Валерия прервала чтение, повернулась ко мне:
— Как похоже, не правда ли?
— Что было дальше? — капризно спросила Анжелка.
«С Сы Пу Мином послали провожатого, и тот повёл его к городской стене. Ворота города были воротами тюрьмы. Сы Пу Мин и провожатый вошли в город и пошли по улице. Дома стояли вплотную друг к другу. Они вошли в последний. Там Сы Пу Мин увидел девушку и узнал в ней свою сестру. Сестра тоже узнала его, стала плакать и жаловаться…»
Раздался звонок в дверь. Явилась Владлена. Она принесла бумажный пакет с бутербродами. Чтение было забыто. Мы с ней пододвинули стулья к дивану, уселись в кружок все вчетвером и стали есть бутерброды, запивая водой из литровой бутылки, передаваемой по кругу. Я спросил у Анжелки, с чего началась эта история, которую они тут читали.
— Сы Пу Мин заболел и умер, — ответила Анжелка.
У Валерии я спросил, чем эта история закончилась.
— Он ожил, потому что у него оставались недоделанные дела. Он доделал их и умер снова.
«Разве так бывает?» — подумал я и откусил от своего бутерброда. Было слышно, как мы жуем, как булькает в бутылке вода и как падает, глухо ударяя в толстый ковёр, отсыревшая лепнина с потолка в кабинете. Владлена так и не сказала ни слова.
Кеша Вирсавин не заходил ко мне после того, как возле моей двери ему попала в голову самопальная бомба.

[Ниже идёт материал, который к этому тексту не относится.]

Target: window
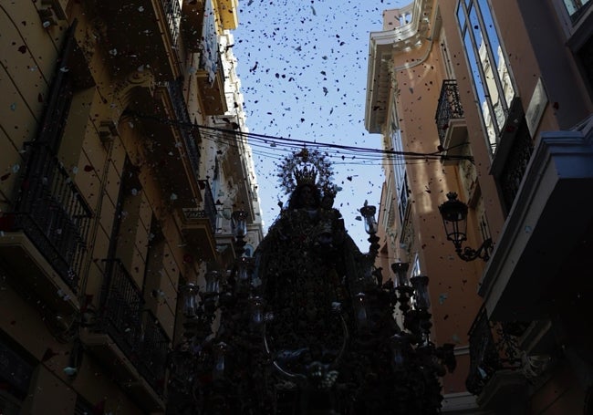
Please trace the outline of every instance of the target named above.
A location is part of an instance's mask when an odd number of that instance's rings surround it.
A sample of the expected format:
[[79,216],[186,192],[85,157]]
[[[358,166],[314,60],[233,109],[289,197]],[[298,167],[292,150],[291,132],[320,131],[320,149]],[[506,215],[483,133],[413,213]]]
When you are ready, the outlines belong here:
[[491,155],[508,117],[515,88],[487,0],[457,5],[457,21]]
[[[393,125],[391,127],[391,146],[394,151],[403,151],[401,144],[401,134],[400,130]],[[400,211],[400,223],[403,223],[408,207],[408,196],[410,187],[408,186],[408,174],[406,173],[406,162],[403,156],[395,159],[393,162],[393,174],[395,176],[395,189],[398,194],[398,209]]]
[[578,20],[587,7],[590,5],[589,0],[563,0],[563,3],[573,22]]
[[418,254],[414,255],[414,262],[411,264],[411,276],[419,276],[422,275],[422,270],[420,266],[420,257]]

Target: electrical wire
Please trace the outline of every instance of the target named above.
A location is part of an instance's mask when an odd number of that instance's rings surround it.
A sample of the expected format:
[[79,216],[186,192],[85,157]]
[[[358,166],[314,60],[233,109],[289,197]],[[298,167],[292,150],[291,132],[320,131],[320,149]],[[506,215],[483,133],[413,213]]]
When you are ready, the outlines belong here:
[[[365,165],[381,161],[388,162],[405,162],[443,161],[443,160],[464,160],[473,162],[473,158],[468,155],[449,155],[445,154],[447,150],[439,149],[433,152],[416,152],[416,151],[395,151],[387,149],[372,149],[368,147],[350,146],[344,144],[336,144],[330,142],[322,142],[317,140],[297,140],[286,137],[276,137],[266,134],[257,134],[254,132],[245,132],[239,130],[228,130],[219,127],[203,126],[192,122],[183,122],[177,119],[165,119],[151,114],[142,114],[133,110],[127,110],[128,115],[139,118],[151,119],[161,124],[174,125],[182,129],[197,130],[203,140],[212,140],[213,142],[223,143],[230,148],[240,149],[242,146],[249,145],[252,154],[279,159],[282,153],[291,153],[297,151],[304,147],[312,150],[324,151],[328,157],[333,159],[334,164],[356,164]],[[463,146],[467,143],[462,143],[458,146]],[[458,147],[455,146],[455,147]]]

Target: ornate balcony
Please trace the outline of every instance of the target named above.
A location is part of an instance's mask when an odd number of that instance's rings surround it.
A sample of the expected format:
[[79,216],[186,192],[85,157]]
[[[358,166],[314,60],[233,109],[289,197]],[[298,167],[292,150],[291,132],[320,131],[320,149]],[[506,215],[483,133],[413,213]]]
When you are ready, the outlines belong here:
[[105,22],[101,39],[115,68],[128,74],[147,64],[158,80],[181,74],[176,48],[182,10],[177,0],[95,1]]
[[463,156],[463,146],[467,142],[467,126],[456,80],[442,81],[434,119],[439,141],[445,150],[442,157],[444,164],[456,162],[455,158]]
[[182,79],[160,82],[153,92],[137,88],[129,114],[140,118],[147,139],[146,157],[173,204],[201,201],[199,131],[188,114]]
[[198,208],[185,208],[181,212],[181,227],[186,243],[206,261],[216,258],[216,206],[207,181],[199,182],[203,202]]
[[205,0],[195,0],[182,6],[182,35],[190,52],[200,51],[205,5]]
[[221,26],[224,29],[234,30],[239,26],[239,2],[238,0],[215,0],[216,9],[220,16]]
[[92,212],[45,145],[31,143],[26,150],[29,159],[15,211],[0,218],[0,255],[47,305],[78,308]]
[[478,397],[482,409],[502,410],[526,391],[517,339],[511,333],[511,326],[490,322],[484,307],[470,329],[470,371],[465,385]]
[[[593,262],[591,130],[542,133],[531,158],[520,157],[525,174],[515,176],[517,192],[478,291],[493,318],[545,319],[549,298],[569,298],[586,285],[581,270]],[[558,284],[567,275],[570,282]]]
[[162,411],[169,338],[123,265],[105,265],[98,323],[81,339],[145,410]]

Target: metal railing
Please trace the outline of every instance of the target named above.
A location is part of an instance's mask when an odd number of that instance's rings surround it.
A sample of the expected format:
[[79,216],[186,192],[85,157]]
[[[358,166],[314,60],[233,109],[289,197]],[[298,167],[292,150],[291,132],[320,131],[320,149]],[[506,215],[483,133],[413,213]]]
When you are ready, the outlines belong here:
[[30,143],[26,149],[30,155],[14,213],[15,230],[25,232],[76,293],[92,211],[47,146]]
[[488,320],[484,306],[470,329],[470,370],[467,390],[479,395],[498,370],[518,369],[521,366],[516,337],[500,323]]
[[216,231],[216,204],[214,203],[214,197],[212,194],[212,189],[208,181],[200,180],[198,185],[202,191],[202,198],[203,203],[201,208],[188,208],[183,209],[183,215],[186,220],[192,219],[206,219],[210,223],[213,233]]
[[198,180],[200,171],[200,149],[198,147],[199,131],[197,127],[192,124],[190,115],[187,111],[185,99],[183,99],[182,80],[166,82],[167,90],[173,105],[175,117],[180,121],[178,123],[183,142],[185,144],[185,152],[192,166],[194,179]]
[[436,109],[434,119],[439,134],[441,145],[444,145],[444,139],[447,135],[451,119],[463,119],[463,107],[459,99],[459,88],[454,79],[444,79],[441,88],[441,96]]
[[154,390],[164,389],[169,338],[123,264],[105,260],[99,328],[108,334]]
[[534,143],[526,131],[526,127],[519,130],[513,140],[513,144],[505,161],[505,167],[499,178],[503,200],[509,211],[519,192],[519,186],[527,171],[527,164],[534,151]]
[[152,389],[161,395],[164,391],[169,337],[150,310],[144,311],[143,327],[138,370]]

Бомба не взорвалась, но шишку набила. Но это я узнал уже не от него. От него я узнал только, что утешительные прогнозы синоптиков он придумал сам. Ему было невыносимо смотреть, как люди сходят с ума от страха. Они думают, что Океан зальёт Город, и они не смогут дышать, забыв, что дышать им уже не обязательно.
Мы собрались у Владимира, потому что у меня было ровно настолько же опасно, но в моей квартире Океан уже смыл ковры, а этажом выше всё оставалось по-прежнему. Только сумасшедшая чайка, ударившись в стекло, проделала кривую трещину.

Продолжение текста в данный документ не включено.